Unfortunately he was like just born, she wont be milking her until starting tomorrow, so the udder will hopefully be full! I told her to try and seperate or at least get a pic when its full. The udders behind him are amazing though, so hopefully hers is good 

I LOVE his moonspots


----------



## freedomstarfarm (Mar 25, 2011)

*Re: Good enough to be a buck?*

Very cute! You seam to get a photo every time he pees.


----------



## TinyHoovesRanch (Jan 16, 2010)

*Re: Good enough to be a buck?*

OR maybe he just knows hes sexy LOL


----------



## GoatJoy (Aug 9, 2010)

*Re: Good enough to be a buck?*

Oh he is precious! I love his moon spots too!


----------



## TinyHoovesRanch (Jan 16, 2010)

*Re: Good enough to be a buck?*

He apparently has ALOT more underneath that you cant see! Theres something about his shoulders I dont like, and his neck seems short, other than that I like him


----------



## freedomstarfarm (Mar 25, 2011)

*Re: Good enough to be a buck?*

Yea; he knows he's sexy. :dance:


----------



## TinyHoovesRanch (Jan 16, 2010)

*Re: Good enough to be a buck?*

That first pic was right when he was born....I think he knows hes very cute! Hope he can stay a buck, I just his colors!


----------



## firelight27 (Apr 25, 2009)

*Re: Good enough to be a buck?*

Did his moonspots come from mom or dad? I know they can be tiny and hidden on some goats.


----------



## TinyHoovesRanch (Jan 16, 2010)

*Re: Good enough to be a buck?*

I think mom. his sire has no moonspotted parents. I love his spots, hes the cutest!


----------



## quakingcanopy (Feb 22, 2011)

*Re: Good enough to be a buck?*

Pedigree? That would be helpful too!


----------



## TinyHoovesRanch (Jan 16, 2010)

*Re: Good enough to be a buck?*

Amanda, Sire is Alethea Wowie Kazowie, owned by Penny Hamers.
The dam I forgot, but shes all copper penny in her lines.


----------



## TinyHoovesRanch (Jan 16, 2010)

*Re: Good enough to be a buck?*

Udder pics


----------



## quakingcanopy (Feb 22, 2011)

She's very uneven so it's hard to be sure 

It's best to wait until she is 2-3 weeks fresh, do a good udder clipping, and then take good shots where she's full. If the boy is favoring one side tell the owner to milk the other side out the the AM and PM too keep her even. Teat size looks good, fore looks well extended but can't see enough to see if it's particularly smooth, if there's a pocket there, etc. Can't tell on medial because of the unevenness. And remember the hormones present that allow labor make the rear udder droop much lower then it actually is, so it's really good to wait until she recovers to assess her. Otherwise I can't tell much about position, lateral attachments or much else because she's so fluffy! Hahaha. Looking forward too seeing she she looks like in a couple of weeks. Penny has some nice animals, but remember not every breeding from even the best farms work the way the breeder expected!


----------



## TinyHoovesRanch (Jan 16, 2010)

He was born on the 19th, and has a sister, so idk why its uneven lol.
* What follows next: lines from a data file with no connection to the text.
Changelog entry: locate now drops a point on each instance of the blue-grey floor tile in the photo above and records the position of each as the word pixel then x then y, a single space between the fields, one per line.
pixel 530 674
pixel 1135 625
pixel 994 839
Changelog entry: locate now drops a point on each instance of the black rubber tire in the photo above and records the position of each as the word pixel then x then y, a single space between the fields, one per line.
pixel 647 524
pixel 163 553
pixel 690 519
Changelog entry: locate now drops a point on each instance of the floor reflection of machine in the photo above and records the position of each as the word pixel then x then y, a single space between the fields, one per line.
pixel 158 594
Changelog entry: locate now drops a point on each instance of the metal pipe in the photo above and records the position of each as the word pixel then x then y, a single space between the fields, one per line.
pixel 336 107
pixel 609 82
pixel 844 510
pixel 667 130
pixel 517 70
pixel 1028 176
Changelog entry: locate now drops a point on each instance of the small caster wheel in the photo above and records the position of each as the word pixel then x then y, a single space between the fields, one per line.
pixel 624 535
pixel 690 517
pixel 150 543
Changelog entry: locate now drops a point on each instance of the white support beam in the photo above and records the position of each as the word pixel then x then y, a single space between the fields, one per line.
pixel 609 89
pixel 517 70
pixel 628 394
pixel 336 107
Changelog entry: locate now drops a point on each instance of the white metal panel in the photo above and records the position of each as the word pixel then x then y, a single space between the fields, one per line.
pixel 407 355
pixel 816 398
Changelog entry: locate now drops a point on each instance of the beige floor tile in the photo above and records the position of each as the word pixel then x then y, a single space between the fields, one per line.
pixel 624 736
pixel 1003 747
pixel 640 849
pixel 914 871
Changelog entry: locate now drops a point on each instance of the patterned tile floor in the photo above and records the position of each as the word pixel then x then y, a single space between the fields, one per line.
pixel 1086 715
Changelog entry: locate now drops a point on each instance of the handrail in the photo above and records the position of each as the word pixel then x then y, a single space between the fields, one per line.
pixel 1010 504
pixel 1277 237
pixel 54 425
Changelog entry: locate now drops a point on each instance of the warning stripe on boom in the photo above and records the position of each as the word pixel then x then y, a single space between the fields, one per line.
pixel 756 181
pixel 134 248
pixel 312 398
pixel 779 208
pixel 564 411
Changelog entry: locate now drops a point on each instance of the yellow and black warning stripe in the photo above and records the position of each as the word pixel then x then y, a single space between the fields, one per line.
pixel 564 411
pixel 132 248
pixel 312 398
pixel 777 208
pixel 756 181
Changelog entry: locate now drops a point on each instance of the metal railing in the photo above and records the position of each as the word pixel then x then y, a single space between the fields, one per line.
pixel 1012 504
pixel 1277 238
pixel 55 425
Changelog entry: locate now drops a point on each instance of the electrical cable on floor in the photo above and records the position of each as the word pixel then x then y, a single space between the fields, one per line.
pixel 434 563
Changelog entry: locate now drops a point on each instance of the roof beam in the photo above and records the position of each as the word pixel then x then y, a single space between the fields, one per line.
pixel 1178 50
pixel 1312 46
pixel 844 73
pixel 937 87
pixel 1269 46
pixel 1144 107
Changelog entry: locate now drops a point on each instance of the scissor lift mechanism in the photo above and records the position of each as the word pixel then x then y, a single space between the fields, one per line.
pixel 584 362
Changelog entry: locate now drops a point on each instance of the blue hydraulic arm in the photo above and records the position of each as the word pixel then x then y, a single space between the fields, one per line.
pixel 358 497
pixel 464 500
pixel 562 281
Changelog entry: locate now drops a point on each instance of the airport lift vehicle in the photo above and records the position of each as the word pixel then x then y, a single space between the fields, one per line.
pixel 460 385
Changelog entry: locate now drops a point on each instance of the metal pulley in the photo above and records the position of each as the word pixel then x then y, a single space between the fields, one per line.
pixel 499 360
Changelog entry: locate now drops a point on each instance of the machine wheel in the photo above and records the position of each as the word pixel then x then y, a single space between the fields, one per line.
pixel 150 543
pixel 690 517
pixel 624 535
I told her everything you just said already....so hopefully she listens!


----------



## quakingcanopy (Feb 22, 2011)

Hopefully we get too see her clipped and can give some more insight  Pedigree is useful too. It's not EVERYTHING, but it's useful!


----------



## TinyHoovesRanch (Jan 16, 2010)

Ya! She just started milking this morning!

I talked to Penny Hamers, and she liked the buckling, and said his pedigree was very nice! 

Hopefully hes buck worthy!


----------



## Saanens N Alpines (Oct 20, 2010)

I can only see one teat.


----------



## freedomstarfarm (Mar 25, 2011)

Thats what I thought at first also. It is there. :wink:


----------



## TinyHoovesRanch (Jan 16, 2010)

She has 2 lol both of the teat pics are of each teat


----------



## Saanens N Alpines (Oct 20, 2010)

Aaah, ok, I see it now in the last pic. The first one looks like it's not there! Yes, pics when she is full will make it easier to tell.


----------



## TinyHoovesRanch (Jan 16, 2010)

ya at first i was worried lol but its because shes lopsided


----------



## KW Farms (Jun 21, 2008)

The buckling looks nice. However, at that age, it is so hard to give a very precise critique. You can see in the first photo, it looks like he toes out quite a bit in the rear. 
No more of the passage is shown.